Question

an isosceles triangles altitude will bisect its base.

Explanation:

Step1: Verify triangle is isosceles

Calculate side lengths using distance formula for complex numbers $d=\sqrt{(x_2-x_1)^2+(y_2-y_1)^2}$:

• Length of side between $4+2i$ and $5+9i$:

$\sqrt{(5-4)^2+(9-2)^2}=\sqrt{1+49}=\sqrt{50}$

• Length of side between $10+4i$ and $5+9i$:

$\sqrt{(5-10)^2+(9-4)^2}=\sqrt{25+25}=\sqrt{50}$

• Length of side between $4+2i$ and $10+4i$:

$\sqrt{(10-4)^2+(4-2)^2}=\sqrt{36+4}=\sqrt{40}$
Since two sides are equal, it is isosceles with base $4+2i$ to $10+4i$.

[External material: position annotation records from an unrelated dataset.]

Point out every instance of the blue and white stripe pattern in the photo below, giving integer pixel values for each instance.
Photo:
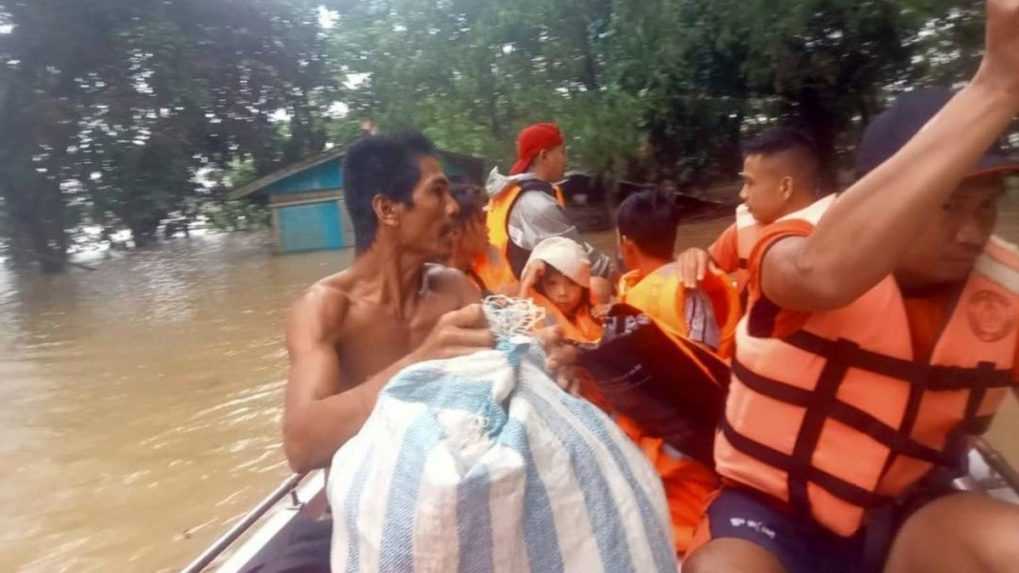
(484, 465)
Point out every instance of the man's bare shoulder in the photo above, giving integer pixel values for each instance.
(447, 280)
(322, 308)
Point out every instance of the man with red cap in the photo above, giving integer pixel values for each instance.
(527, 207)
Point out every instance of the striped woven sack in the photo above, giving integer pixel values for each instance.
(482, 464)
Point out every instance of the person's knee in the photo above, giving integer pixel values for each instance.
(965, 530)
(732, 556)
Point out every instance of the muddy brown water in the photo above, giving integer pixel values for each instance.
(140, 405)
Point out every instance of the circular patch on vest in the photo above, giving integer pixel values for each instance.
(990, 315)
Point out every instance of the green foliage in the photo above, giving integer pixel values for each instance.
(112, 107)
(112, 110)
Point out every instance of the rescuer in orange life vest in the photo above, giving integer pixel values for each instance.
(472, 253)
(646, 224)
(781, 175)
(528, 207)
(881, 331)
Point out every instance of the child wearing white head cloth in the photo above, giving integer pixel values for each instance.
(557, 276)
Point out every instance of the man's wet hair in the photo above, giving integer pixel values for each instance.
(385, 165)
(471, 199)
(789, 139)
(649, 219)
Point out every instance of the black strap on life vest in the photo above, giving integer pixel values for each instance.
(517, 256)
(821, 404)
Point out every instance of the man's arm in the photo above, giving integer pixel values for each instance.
(861, 239)
(537, 216)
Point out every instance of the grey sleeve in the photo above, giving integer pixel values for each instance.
(537, 216)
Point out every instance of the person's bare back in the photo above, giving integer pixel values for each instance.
(351, 332)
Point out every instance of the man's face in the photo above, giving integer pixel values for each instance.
(426, 225)
(947, 249)
(763, 189)
(555, 162)
(564, 293)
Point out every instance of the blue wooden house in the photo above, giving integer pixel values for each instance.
(309, 212)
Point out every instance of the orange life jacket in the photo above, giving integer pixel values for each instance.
(499, 208)
(662, 298)
(840, 417)
(689, 484)
(491, 273)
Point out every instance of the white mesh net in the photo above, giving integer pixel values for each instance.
(511, 318)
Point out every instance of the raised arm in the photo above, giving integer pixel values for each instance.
(861, 239)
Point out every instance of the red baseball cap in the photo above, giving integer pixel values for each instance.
(532, 141)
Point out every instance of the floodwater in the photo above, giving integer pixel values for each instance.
(141, 403)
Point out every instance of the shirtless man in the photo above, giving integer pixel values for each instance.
(354, 330)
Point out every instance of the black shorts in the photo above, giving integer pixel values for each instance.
(800, 544)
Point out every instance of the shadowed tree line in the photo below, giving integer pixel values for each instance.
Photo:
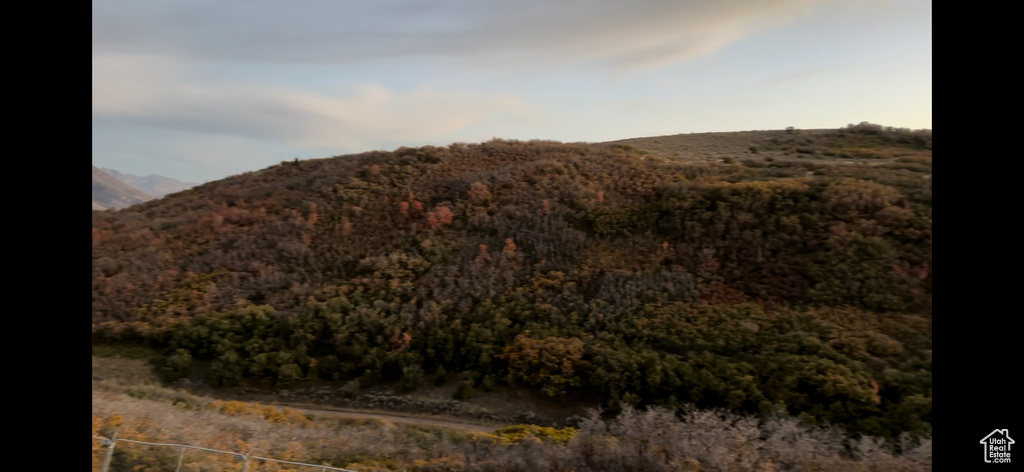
(592, 272)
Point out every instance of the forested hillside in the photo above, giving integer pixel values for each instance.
(792, 276)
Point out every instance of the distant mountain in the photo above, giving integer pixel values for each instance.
(156, 185)
(110, 191)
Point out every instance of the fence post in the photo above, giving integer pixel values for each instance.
(245, 460)
(181, 458)
(110, 452)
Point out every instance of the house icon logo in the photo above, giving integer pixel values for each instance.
(997, 446)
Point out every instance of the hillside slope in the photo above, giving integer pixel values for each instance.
(793, 277)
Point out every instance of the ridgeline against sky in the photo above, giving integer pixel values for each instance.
(201, 90)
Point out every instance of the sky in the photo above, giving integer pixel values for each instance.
(200, 90)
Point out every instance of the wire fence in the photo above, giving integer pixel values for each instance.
(245, 458)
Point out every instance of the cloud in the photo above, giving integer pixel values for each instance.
(621, 34)
(170, 94)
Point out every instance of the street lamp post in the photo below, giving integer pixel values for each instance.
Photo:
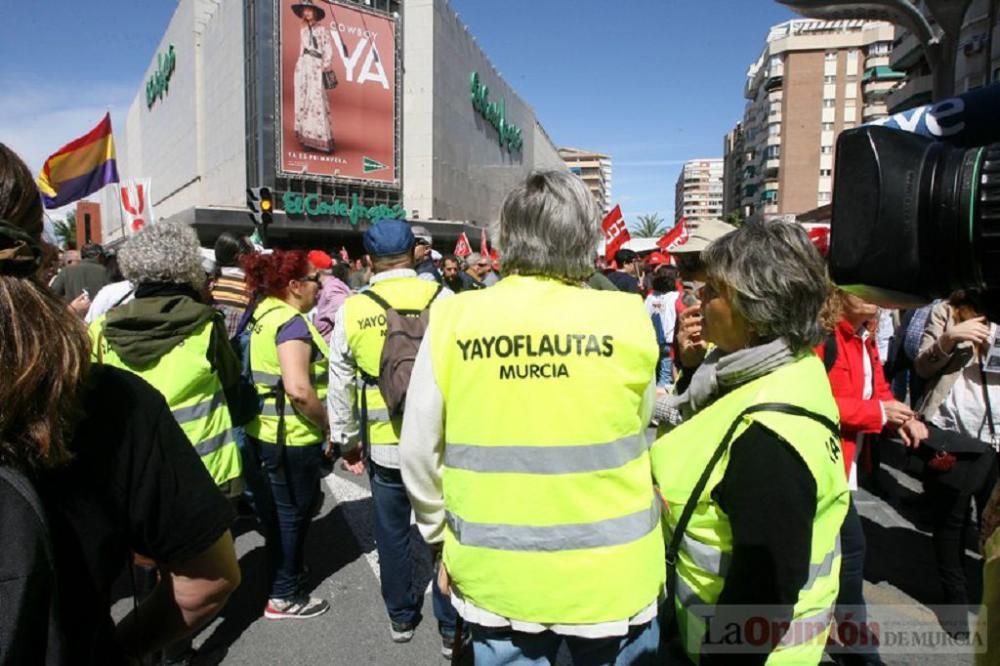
(939, 45)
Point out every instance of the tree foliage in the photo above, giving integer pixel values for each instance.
(649, 226)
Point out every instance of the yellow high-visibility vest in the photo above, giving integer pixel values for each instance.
(550, 507)
(365, 328)
(193, 392)
(679, 460)
(271, 314)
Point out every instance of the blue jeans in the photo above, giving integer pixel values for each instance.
(501, 647)
(402, 599)
(295, 490)
(860, 644)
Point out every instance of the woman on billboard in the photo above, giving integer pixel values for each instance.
(314, 77)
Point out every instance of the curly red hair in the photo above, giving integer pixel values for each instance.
(269, 274)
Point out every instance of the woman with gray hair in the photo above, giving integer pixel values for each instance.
(172, 339)
(524, 449)
(753, 476)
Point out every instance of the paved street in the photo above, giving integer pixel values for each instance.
(900, 574)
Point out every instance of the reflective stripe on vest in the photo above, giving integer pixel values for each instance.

Step2: Find midpoint of the base

Midpoint formula for complex numbers: $\frac{z_1+z_2}{2}$
$\frac{(4+2i)+(10+4i)}{2}=\frac{14+6i}{2}=7+3i$

Step3: Confirm altitude bisects base

The dashed altitude from $5+9i$ meets the base at $7+3i$, which is the midpoint, so the altitude bisects the base.

Answer:

The midpoint of the base (segment between $4+2i$ and $10+4i$) is $7+3i$, confirming the altitude from $5+9i$ bisects the base, so the statement "An isosceles triangle's altitude will bisect its base" is verified for this triangle.